Some of these doctrines are shared by non-fundamentalists. Catholics and many mainline Protestants (Presbyterians, Episcopalians, etc) believe in the divinity of Jesus (the Resurrection), but do not believe in inerrancy of the scriptures. Nor do they interpret scripture in a simple-minded, literal way. They also accept evolution (although they might believe that God directed the process in some subtle fashion).

There are also evangelicals who believe in evolution, who believe that the Bible is inspired and infallible. They just don't insist on a literal reading of Genesis 1 - 3, taking "days" to mean "ages".

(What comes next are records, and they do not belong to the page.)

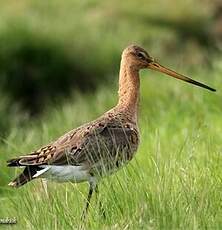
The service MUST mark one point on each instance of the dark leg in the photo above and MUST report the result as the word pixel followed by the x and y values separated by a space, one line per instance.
pixel 85 211
pixel 101 208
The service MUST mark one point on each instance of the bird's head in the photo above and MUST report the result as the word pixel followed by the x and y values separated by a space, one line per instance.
pixel 137 58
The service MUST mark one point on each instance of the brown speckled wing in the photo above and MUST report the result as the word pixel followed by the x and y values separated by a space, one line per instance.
pixel 86 145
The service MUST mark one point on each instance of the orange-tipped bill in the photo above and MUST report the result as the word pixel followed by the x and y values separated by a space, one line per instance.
pixel 156 66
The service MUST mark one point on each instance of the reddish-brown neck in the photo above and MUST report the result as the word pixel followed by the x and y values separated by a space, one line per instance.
pixel 129 86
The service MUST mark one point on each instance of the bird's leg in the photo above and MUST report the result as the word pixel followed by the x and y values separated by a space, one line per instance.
pixel 101 208
pixel 92 187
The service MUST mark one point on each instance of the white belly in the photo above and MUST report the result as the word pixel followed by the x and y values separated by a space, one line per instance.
pixel 64 173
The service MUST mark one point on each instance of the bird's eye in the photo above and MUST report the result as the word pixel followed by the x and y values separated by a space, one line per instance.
pixel 141 56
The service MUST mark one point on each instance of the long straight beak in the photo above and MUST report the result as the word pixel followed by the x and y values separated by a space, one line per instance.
pixel 156 66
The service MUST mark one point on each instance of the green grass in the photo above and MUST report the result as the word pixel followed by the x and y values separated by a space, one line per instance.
pixel 174 181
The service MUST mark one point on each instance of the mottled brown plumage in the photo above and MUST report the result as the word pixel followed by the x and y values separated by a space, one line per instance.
pixel 100 147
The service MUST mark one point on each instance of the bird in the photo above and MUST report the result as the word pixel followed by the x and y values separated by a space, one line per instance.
pixel 102 146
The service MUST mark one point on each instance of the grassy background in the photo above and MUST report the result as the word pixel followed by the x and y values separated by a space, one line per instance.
pixel 174 182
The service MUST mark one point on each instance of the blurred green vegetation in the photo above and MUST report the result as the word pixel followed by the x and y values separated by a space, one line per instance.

To make things still murkier, it should be mentioned that political divisions cut across doctrinal lines in an often confusing manner. There are left-wing evangelicals (Jim Wallis is a good example, there are others). Certainly, there are liberals in the mainline denominations. But the fundamentalist megachurches are as a rule strongly right-wing. We have one in the Louisville area, which locals refer to as Six Flags Over Jesus. 18,000 members. By the way, they're having a conference in May about how homosexuals can become straight. (They had a three-sermon series in October about marriage, right before the election, when there was a anti-gay-marriage ballot measure in Kentucky; they also put billboards up all over town about marriage being for one man, one woman. How nice.)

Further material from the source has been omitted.